World

The first vaccine against malaria could be rolled out to billions of people after key advisers to the World Health Organisation (WHO) gave it the green light.

Experts on the WHO’s advisory bodies for immunisation and malaria concluded the vaccine Mosquirix could save tens of thousands of lives every year.

The vaccine is now expected to get the nod from WHO itself and funding for millions of doses will then be considered by GAVI, the Vaccine Alliance, which ensures low-income countries have access to life-saving jabs.

The decision by the Strategic Advisory Group of Experts on Immunization (SAGE) and the Malaria Policy Advisory Group (MPAG) to back widespread deployment follows a pilot roll-out in Ghana, Kenya and Malawi.

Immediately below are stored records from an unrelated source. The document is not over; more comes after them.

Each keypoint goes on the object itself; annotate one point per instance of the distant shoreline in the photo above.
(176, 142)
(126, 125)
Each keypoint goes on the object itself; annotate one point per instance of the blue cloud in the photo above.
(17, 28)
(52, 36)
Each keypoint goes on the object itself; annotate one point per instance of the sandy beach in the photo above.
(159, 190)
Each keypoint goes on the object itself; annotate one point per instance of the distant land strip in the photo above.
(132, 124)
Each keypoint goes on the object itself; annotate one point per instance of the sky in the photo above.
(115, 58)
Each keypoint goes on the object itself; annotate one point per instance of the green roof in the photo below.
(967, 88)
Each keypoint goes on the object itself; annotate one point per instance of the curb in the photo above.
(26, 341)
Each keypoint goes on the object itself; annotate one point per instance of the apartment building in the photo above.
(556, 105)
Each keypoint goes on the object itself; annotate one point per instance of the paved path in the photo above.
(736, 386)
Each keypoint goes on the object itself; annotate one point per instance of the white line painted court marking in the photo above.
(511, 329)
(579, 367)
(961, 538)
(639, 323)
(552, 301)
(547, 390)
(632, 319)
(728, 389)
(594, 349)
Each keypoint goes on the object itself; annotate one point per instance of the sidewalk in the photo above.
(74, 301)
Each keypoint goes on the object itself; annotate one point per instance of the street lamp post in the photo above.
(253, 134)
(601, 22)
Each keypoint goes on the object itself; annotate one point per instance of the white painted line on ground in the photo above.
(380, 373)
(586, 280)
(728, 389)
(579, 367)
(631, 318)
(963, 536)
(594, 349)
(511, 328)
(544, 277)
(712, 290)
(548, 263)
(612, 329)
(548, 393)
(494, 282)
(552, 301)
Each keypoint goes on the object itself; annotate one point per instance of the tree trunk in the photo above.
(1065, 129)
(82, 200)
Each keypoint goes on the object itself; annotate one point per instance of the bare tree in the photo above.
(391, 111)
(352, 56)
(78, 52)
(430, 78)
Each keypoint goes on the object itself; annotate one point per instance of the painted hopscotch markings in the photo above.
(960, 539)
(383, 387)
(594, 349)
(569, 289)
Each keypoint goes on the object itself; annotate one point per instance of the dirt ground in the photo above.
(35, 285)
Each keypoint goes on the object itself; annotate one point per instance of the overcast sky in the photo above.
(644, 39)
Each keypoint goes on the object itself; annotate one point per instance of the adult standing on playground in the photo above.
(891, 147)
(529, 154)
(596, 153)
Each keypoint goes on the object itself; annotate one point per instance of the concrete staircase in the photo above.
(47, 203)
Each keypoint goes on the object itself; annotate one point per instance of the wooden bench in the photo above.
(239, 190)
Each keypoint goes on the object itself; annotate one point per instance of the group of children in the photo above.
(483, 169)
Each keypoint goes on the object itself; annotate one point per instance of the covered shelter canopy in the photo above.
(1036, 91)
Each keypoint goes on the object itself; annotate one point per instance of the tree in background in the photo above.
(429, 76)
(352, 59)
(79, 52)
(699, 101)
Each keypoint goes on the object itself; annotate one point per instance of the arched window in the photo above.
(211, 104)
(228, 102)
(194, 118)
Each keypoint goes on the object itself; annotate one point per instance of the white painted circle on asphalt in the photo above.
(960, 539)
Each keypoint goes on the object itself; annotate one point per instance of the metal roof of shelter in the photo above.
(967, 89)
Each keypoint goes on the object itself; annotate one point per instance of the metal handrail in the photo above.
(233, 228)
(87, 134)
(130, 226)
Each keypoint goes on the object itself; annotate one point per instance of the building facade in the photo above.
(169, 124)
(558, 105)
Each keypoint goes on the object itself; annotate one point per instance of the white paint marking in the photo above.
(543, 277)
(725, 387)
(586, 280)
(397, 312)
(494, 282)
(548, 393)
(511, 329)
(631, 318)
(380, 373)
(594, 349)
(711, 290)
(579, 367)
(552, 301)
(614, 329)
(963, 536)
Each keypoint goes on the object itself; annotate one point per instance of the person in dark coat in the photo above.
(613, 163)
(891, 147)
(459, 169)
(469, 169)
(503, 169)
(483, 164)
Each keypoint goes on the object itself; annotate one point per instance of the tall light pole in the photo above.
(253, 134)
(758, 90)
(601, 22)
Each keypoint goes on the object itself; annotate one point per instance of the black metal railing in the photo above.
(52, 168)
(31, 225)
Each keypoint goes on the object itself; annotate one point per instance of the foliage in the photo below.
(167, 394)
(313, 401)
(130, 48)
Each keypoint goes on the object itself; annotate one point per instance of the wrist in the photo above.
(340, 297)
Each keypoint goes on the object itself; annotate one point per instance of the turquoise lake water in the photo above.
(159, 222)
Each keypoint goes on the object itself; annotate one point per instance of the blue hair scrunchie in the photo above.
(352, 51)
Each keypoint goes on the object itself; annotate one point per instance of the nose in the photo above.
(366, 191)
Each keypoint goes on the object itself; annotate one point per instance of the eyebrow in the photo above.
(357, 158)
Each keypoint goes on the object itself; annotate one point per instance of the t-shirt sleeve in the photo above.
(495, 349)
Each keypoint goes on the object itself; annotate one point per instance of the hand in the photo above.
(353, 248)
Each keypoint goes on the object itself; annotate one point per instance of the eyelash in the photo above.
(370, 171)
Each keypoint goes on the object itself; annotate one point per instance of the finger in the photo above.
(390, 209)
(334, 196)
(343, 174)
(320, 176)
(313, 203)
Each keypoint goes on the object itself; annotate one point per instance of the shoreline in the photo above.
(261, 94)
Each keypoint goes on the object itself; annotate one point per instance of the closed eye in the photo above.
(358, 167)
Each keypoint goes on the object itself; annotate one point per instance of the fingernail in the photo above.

More than 800,000 children in the three countries have been given at least one dose of the vaccine since 2019 as part of the normal childhood immunisation programme

The real-world test of the jab showed it prevented 30% of severe cases of malaria even in areas with high uptake of other measures, such as bed nets impregnated with insecticide.

It also proved safe, with high acceptance by families.

More on Malaria

Malaria resulted in 409,000 deaths in 2019, the vast majority of them in sub-Saharan Africa.

The disease kills one child every two minutes.

Mosquirix acts against Plasmodium falciparum, which is carried by the Anopheles mosquito and is the deadliest of all the malaria parasites.

Developing a vaccine has proved a major challenge because the parasite is far more complex than a virus or bacteria.

The vaccine primes the immune system to fight the malaria parasite the moment it’s been injected into the blood by a mosquito bite.

It stops the parasite infecting liver cells where it would normally mature and multiply before causing potentially deadly disease.

The vaccine’s effectiveness is low compared to jabs for other diseases, but malaria claims so many lives that the WHO believes it will still prevent tens of thousands of deaths every year.

Bed nets have been the main means of preventing malaria until now, with deaths falling 60% in the first 15 years of this century as they became widely distributed.

But progress has stalled with under half of all African households having enough nets for the whole family.

The pilot study of the vaccine showed it was given to two-thirds of children without a net, adding another layer of protection.

More effective vaccines are in development, including one by the same Oxford University team behind the AstraZeneca COVID jab.

Results released earlier this year showed it prevented 77% of cases, twice as many as the Mosquirix shot.

A larger phase three study involving 5,000 children is now being planned.